UNIVERSITY OF RICHMOND — The University of Richmond Digital Scholarship Lab has received a 2021 ACLS Digital Extension Grant from the American Council of Learned Societies.

The Digital Extension Grant program supports collaborative, team-based humanities and social sciences research projects that advance inclusive scholarly practices and promote greater understanding of diverse human experiences through digital research. The grants, which are made possible with support from the Andrew W. Mellon Foundation, are designed to extend the reach of established digital initiatives to new communities of users. These grants provide up to $150,000 of funding.

The DSL has received this grant support for its award-winning Mapping Inequality: Redlining in New Deal America project, a collaboration with Virginia Tech.
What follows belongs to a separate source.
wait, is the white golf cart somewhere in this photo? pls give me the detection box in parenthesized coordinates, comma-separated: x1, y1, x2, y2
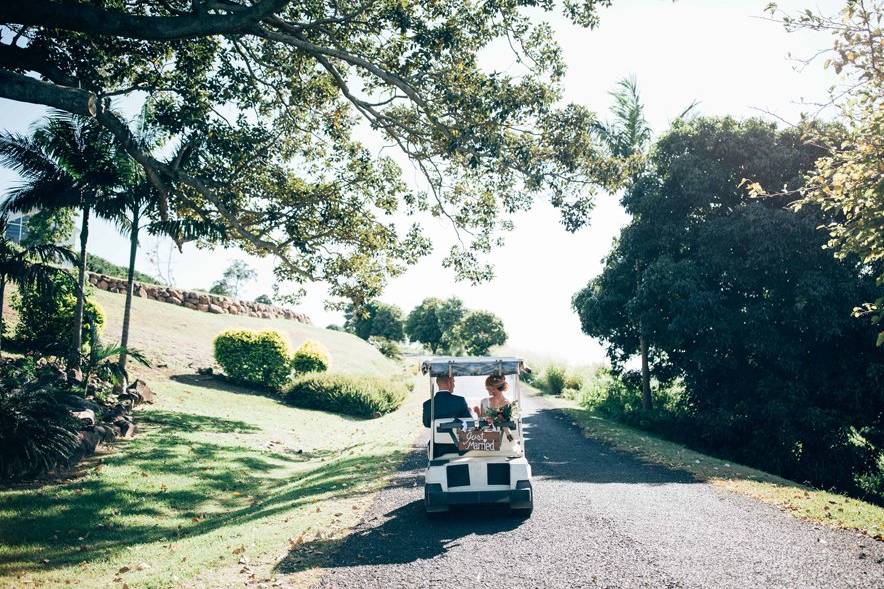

Mapping Inequality is frequently used by journalists and scholars studying and investigating redlining, racially-motivated lending discrimination.

“This mapping project casts in sharp relief racially discriminatory real estate practices from the 1930s that were so impactful that we can still see their effects today in 21st-century inequalities of wealth, health, and the environment,” said Rob Nelson, DSL director. “We’re grateful that Mapping Inequality is being used so widely by policymakers, journalists, scholars, students, and citizens as they reckon with this history.”

Nelson says the support from the ACLS will allow his team to make the project more useful by adding little known or unknown redlining maps of smaller cities and towns, by working with teachers to create materials to make it more useful in K-12 and undergraduate classrooms, and by collaborating with hundreds of scholars to add their expertise about particular cities in short introductions on the site.

“Digital projects in the humanities uncover and provide access to collections and materials that might have been hidden from sight or not even considered worthy of collecting,” said ACLS Vice President James Shulman. “We’re excited to see how this year’s Digital Extension awardees contribute to forward-looking work that builds fields and scholars’ careers, and will shape the scholarship of tomorrow.”